Case Report: Potassium Inadequacy
Context: An individual presents with symptoms compatible with chronic potassium insufficiency: palpitations, blood pressure at the border of hypertension, muscle weakness that fluctuates with exertion, occasional cramps. Contributing factors are multiple and vary between individuals: dietary intake often below the Adequate Intake; ongoing losses through sweat (heat, sustained physical activity), through the gut, through renal excretion driven by chronic sympathetic tone, caffeine, nicotine or diuretic use; and impaired intracellular retention when magnesium status is itself low. A blood test shows serum potassium within the reference range.
Problem: Serum potassium is homeostatically defended within a narrow band by renal, endocrine, and cellular mechanisms. The body will mobilise potassium from cells and bone to keep the serum value normal long after tissue stocks are meaningfully depleted. The test therefore does not measure what the clinician is trying to know. In the face of a symptomatic patient, a “normal” serum potassium is not a reassuring finding — it is a systematic false negative for the question of tissue depletion. Yet standard care treats the value as an authoritative rule-out and closes the file with generic dietary advice.
Physiological rights analysis: The failure is structural, not marginal. It is not that a threshold is poorly calibrated, nor that patients simply fail to eat enough fruit. It is that a diagnostic tool measuring a defended compartment is being used to answer a question about a different compartment — and used with the force of a definitive rule-out. The right at stake is not merely to the Adequate Intake; it is to a clinical approach that recognises the mismatch between serum and tissue and does not deny care on the strength of a test that cannot, by construction, detect the state in question. Population-level intake data (USDA/NHANES: median around 2500 mg per day for decades against AIs of 3400 mg for men and 2600 mg for women) illustrate the entry-side deficit at scale — but they leave uncovered the many individuals whose intake is adequate and whose tissue stock is nonetheless depleted by ongoing losses or by co-nutrient deficits. The physiological-rights argument holds at both scales: population and individual.
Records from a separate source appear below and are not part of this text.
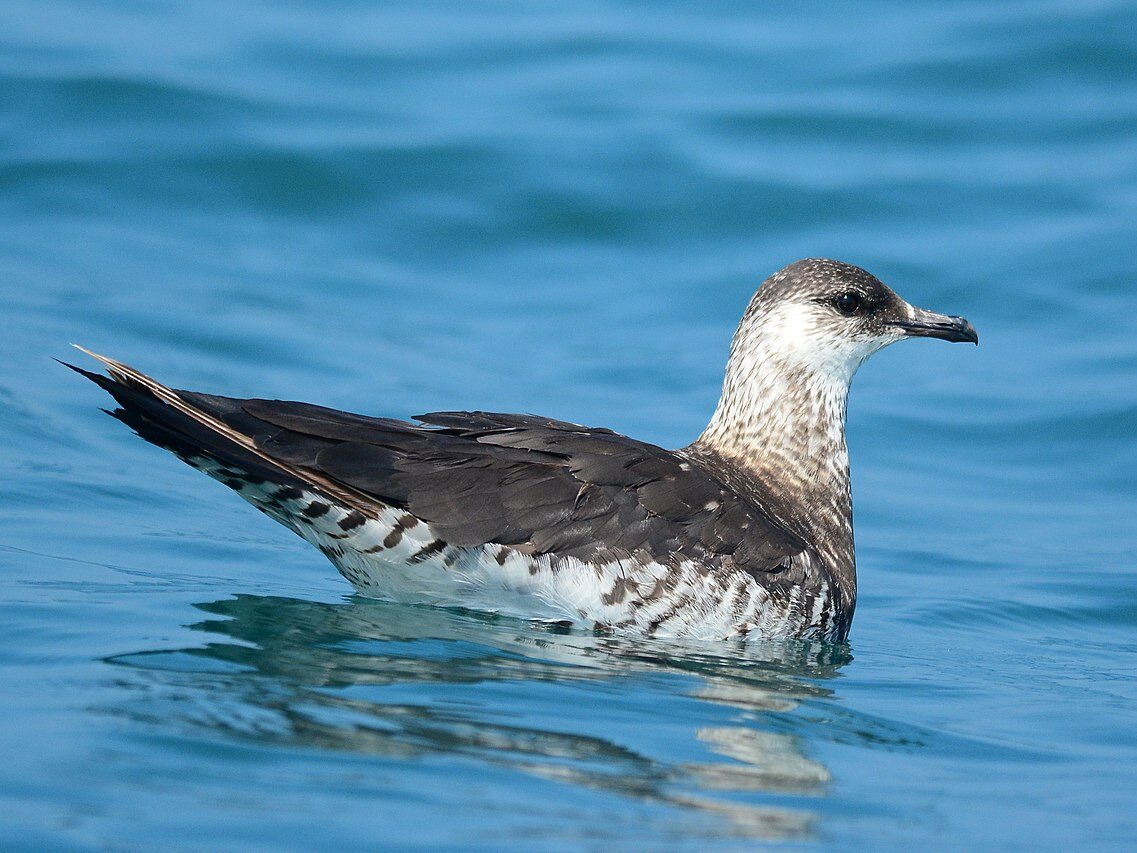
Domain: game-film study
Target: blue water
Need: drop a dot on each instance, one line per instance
(563, 208)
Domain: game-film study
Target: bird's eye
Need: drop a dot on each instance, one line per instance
(847, 303)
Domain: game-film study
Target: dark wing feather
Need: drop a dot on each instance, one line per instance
(533, 483)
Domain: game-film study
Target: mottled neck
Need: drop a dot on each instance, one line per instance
(782, 421)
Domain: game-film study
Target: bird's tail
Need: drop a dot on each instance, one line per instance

Consequences: Randomised trials establish that increasing potassium intake lowers blood pressure in a dose-dependent manner. Meta-analyses of prospective cohorts link a higher sodium-to-potassium ratio linearly to stroke incidence and cardiovascular mortality. Chronic tissue depletion is further associated with kidney stone formation and accelerated bone mineral loss. The invisibility of the deficit at the individual level — normal serum K, generic advice, no follow-up — allows preventable disease to accumulate silently across decades and across entire populations, without the diagnostic system ever registering that anything is wrong.
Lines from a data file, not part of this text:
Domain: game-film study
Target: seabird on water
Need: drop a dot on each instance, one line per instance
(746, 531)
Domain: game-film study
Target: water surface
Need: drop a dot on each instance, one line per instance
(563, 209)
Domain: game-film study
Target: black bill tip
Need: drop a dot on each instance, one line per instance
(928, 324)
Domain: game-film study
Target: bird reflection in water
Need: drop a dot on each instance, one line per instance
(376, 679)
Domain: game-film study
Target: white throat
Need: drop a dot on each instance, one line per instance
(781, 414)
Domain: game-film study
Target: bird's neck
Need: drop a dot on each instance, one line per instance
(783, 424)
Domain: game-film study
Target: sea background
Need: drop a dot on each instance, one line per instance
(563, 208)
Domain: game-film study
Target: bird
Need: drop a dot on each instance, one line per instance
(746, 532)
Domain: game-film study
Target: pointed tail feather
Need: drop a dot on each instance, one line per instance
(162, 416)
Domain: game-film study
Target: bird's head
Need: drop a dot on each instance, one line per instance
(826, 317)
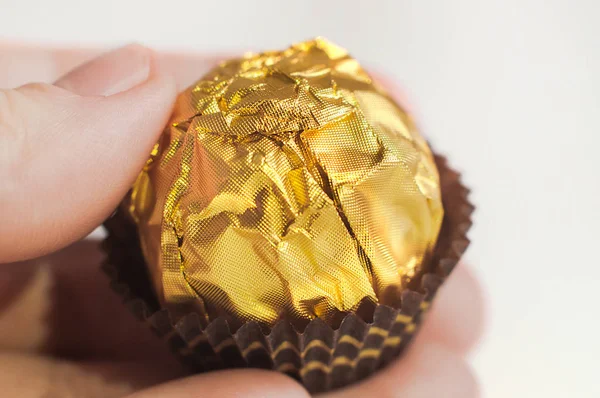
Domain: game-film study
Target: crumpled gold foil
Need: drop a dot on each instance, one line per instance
(288, 184)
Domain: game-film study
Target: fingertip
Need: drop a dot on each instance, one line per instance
(435, 370)
(457, 317)
(231, 383)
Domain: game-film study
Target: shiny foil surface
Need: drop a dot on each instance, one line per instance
(287, 185)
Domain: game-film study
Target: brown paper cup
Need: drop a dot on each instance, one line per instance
(319, 357)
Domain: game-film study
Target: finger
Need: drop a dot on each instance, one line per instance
(226, 384)
(37, 376)
(62, 305)
(68, 159)
(428, 370)
(22, 64)
(457, 317)
(87, 319)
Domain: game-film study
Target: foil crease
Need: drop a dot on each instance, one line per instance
(287, 185)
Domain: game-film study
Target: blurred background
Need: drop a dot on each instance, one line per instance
(508, 89)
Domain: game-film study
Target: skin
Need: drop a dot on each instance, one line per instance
(95, 125)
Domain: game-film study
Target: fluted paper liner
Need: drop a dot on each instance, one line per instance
(320, 357)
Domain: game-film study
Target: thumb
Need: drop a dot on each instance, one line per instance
(70, 151)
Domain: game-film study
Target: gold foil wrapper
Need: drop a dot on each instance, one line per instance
(287, 185)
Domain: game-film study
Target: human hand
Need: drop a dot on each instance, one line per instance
(69, 153)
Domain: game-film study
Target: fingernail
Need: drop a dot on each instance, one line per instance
(110, 73)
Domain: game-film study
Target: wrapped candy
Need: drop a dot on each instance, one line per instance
(289, 197)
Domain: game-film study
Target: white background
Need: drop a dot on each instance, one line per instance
(510, 90)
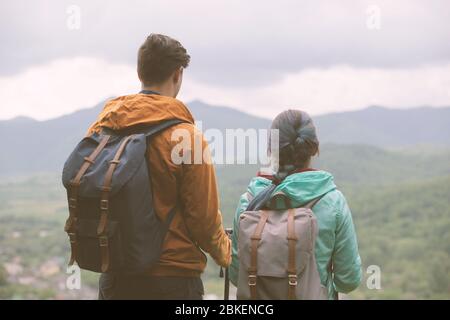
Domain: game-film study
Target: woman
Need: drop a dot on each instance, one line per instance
(336, 243)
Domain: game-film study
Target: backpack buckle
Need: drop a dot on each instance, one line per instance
(104, 205)
(251, 280)
(72, 203)
(72, 237)
(103, 241)
(292, 279)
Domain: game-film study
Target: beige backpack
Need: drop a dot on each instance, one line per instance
(276, 255)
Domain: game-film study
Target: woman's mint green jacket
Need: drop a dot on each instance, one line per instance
(336, 240)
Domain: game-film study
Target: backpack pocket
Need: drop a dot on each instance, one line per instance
(95, 252)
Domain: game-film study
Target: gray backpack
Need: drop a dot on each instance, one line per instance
(112, 224)
(276, 254)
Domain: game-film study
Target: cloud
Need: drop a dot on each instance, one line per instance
(66, 85)
(247, 43)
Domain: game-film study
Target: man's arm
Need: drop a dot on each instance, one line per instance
(199, 196)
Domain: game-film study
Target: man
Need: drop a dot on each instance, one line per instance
(191, 187)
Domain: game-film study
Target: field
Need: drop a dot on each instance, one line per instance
(399, 200)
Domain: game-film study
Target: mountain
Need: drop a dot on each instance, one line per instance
(36, 146)
(387, 127)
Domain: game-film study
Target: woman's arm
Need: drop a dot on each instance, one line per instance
(234, 267)
(346, 259)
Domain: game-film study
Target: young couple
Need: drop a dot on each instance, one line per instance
(192, 189)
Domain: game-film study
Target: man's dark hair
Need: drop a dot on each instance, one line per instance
(158, 57)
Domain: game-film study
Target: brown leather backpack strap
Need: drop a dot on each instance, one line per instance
(72, 193)
(72, 197)
(256, 237)
(292, 241)
(104, 204)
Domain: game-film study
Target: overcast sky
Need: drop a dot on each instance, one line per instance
(257, 56)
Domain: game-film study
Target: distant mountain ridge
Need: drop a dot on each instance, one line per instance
(35, 146)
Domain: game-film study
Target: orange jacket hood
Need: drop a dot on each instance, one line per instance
(139, 109)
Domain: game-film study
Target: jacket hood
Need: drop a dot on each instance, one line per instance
(139, 109)
(300, 188)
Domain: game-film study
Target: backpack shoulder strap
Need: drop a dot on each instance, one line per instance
(150, 131)
(147, 130)
(313, 202)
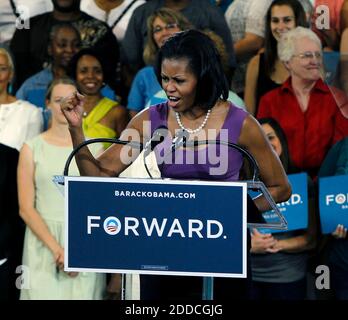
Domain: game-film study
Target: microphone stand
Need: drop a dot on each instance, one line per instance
(132, 144)
(254, 184)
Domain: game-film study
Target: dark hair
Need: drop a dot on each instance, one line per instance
(270, 55)
(107, 72)
(64, 25)
(285, 156)
(168, 16)
(204, 62)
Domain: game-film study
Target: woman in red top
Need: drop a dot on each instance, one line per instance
(304, 105)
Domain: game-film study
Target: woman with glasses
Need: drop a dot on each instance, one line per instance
(19, 121)
(160, 26)
(265, 71)
(304, 106)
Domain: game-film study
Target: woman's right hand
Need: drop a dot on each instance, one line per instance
(262, 242)
(340, 232)
(72, 108)
(58, 255)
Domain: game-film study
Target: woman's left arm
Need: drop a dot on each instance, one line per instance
(271, 170)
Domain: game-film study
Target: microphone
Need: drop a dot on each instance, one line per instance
(157, 138)
(180, 139)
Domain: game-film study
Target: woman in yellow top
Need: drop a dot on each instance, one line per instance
(103, 117)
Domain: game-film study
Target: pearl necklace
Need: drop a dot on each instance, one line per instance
(177, 116)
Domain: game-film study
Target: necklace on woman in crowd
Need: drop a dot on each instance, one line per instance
(177, 116)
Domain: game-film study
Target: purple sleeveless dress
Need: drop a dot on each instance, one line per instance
(204, 163)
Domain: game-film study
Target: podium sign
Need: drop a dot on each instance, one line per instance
(333, 202)
(171, 227)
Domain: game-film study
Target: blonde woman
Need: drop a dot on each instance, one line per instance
(19, 121)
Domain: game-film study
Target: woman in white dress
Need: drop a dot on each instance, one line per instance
(42, 209)
(19, 121)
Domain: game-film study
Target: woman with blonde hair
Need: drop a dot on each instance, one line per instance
(42, 209)
(19, 121)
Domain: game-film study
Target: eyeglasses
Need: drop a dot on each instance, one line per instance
(168, 26)
(308, 55)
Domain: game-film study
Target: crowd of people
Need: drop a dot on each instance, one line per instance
(270, 73)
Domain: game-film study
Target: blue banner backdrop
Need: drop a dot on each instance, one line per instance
(295, 210)
(333, 202)
(156, 226)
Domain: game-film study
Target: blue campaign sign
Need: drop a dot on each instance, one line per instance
(295, 210)
(333, 202)
(156, 226)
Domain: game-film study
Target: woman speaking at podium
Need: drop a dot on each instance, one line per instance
(189, 69)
Proposed solution: Move from single-lab triage to a composite clinical assessment: symptoms, dietary intake, ongoing losses (heat, physical load, medications, stimulants, GI history), co-nutrient status (magnesium in particular), and a therapeutic trial of increased potassium intake where the picture is compatible. Alternative markers exist and should be used where relevant: red-blood-cell potassium, spot or 24-hour urinary potassium, and functional response to repletion. At population level, structural reformulation of the food environment — lowering the sodium-to-potassium ratio of processed foods, on the model of universal iodisation — remains a rights-based public-health lever. Supplementation with medical supervision is warranted where clinically justified and where dietary reach is insufficient. The core principle: the physiological right is to a stock that the body can draw on, not to the maintenance of a laboratory value that the body defends precisely by depleting that stock.